SALT LAKE CITY, Utah, Dec. 28, 2020 (Gephardt Daily) — Utah’s COVID-19 Unified Command has announced plans outlining who will be first to receive the COVID-19 vaccine during Phase 2 of the state’s vaccine campaign. The procedures and protocols are based upon recommendations by the Utah Department of Health.
Phase 2 vaccinations are expected to begin as early as mid-February, according a UDoH press release issued Monday morning.
Utah residents who are 75 and older will receive the vaccine first once Phase 2 vaccinations begin, according to the release.
“We have seen older adults bear the most severe burden of disease in our state, and across the nation,” said Rich Saunders, UDOH interim executive director. “These individuals are far more likely to be hospitalized, to need intensive care, and to pass away from COVID-19. Ensuring these members of our community receive the vaccine as early as possible will save lives and help reduce the burden on our hospitals.”
The hospitalization rate for adults between the ages of 65-84 is more than three times greater than the next closest age group, according to the UDoH. For adults older than 85, the rate is nearly five times greater. Mortality rates are also significantly elevated in these age groups with adults 65 and over accounting for 77% of all COVID-19 related deaths in Utah.
“As we move into Phase 2 of our vaccination program, it simply makes the most sense to vaccinate those who are at the highest risk for hospitalization and death first,” said Gov. Herbert. “We will continue to refine our plans, and to move forward under the principle that those who stand to suffer the most should be vaccinated first.”
Prioritization of subsequent waves in Phase 2 is still being considered, and will likely include prioritization by additional age groups, residents with certain underlying medical conditions, and certain residents who live in congregate settings, the UDoH press statement said.
Prioritization based on an individual’s employment status in certain industries is no longer being considered by the Unified Command group.
“Focusing on age will do more to reduce infections and alleviate hospitalizations than any other category of individuals as we continue to administer vaccinations,” said Gov.-elect Spencer Cox. “I’m very supportive of this change and know it will save lives.”
During the initial stages of the Phase 2 vaccination campaign, many will receive their immunizations at local health department mass vaccination clinics. Later in Phase 2, vaccines will also be available through local pharmacies and primary care providers.
Details surrounding implementation of Phase 2 vaccination efforts are still being determined, the UDoH said, “including how vaccine administration sites will verify the age of those seeking to be immunized.”
In Phase 1 of the vaccination rollout hospital health care workers, long-term care facility residents and staff, non-hospital health care workers, public health and tribal health care workers are being vaccinated, the statement said.
Later in Phase 1, “likely in late January, K-12 teachers and school staff, along with first responders, will begin receiving vaccines. This coordination is happening between school district administrators and local health departments,” according to the UDoH statement.

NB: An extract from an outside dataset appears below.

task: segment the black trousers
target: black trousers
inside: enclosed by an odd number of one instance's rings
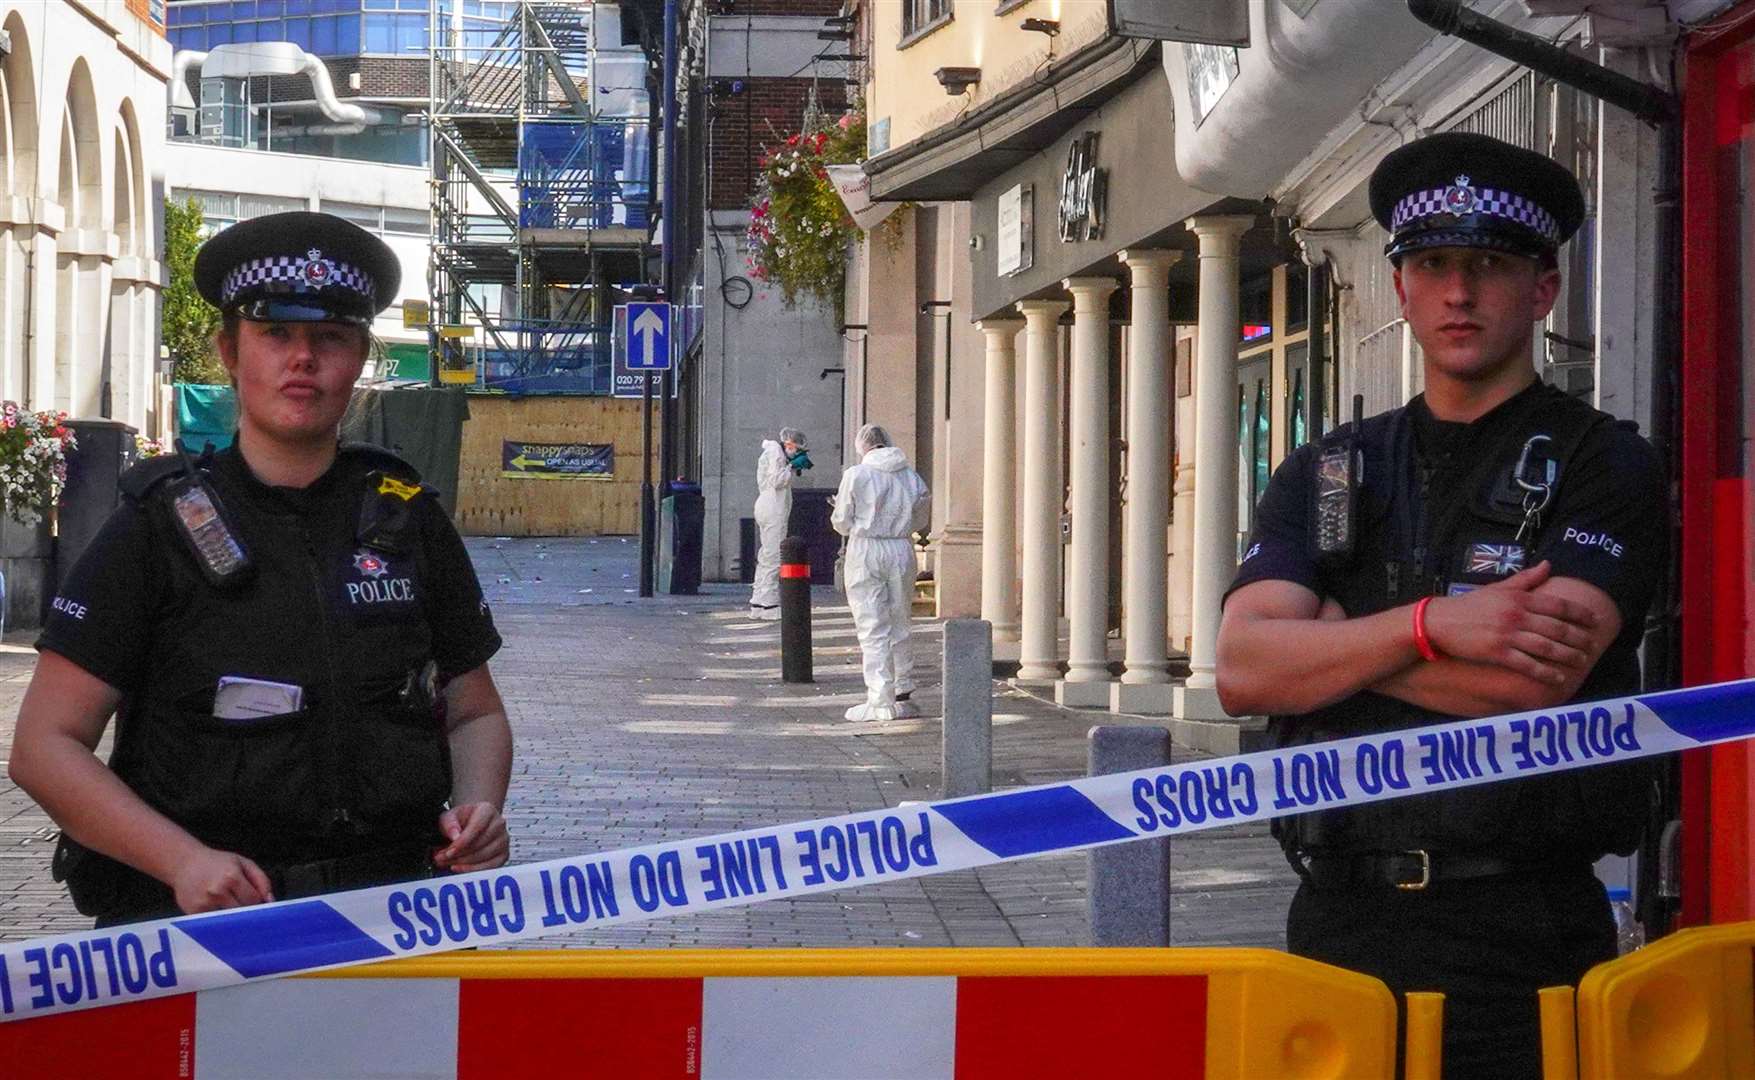
[[[1444,995],[1446,1080],[1541,1080],[1536,991],[1578,984],[1615,957],[1608,897],[1588,869],[1390,887],[1299,888],[1286,917],[1298,956],[1374,976],[1396,995]],[[1398,1060],[1404,1034],[1396,1037]]]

Individual hospitals are vaccinating their own staff. National pharmacy chains CVS and Walgreens, along with Community Nursing Services, are providing vaccines in long-term care facilities. Non-hospital health care workers should reach out to their local health departments for information on how to get vaccinated.
More information about Utah’s COVID-19 vaccine distribution plan go to coronavirus.utah.gov/vaccine.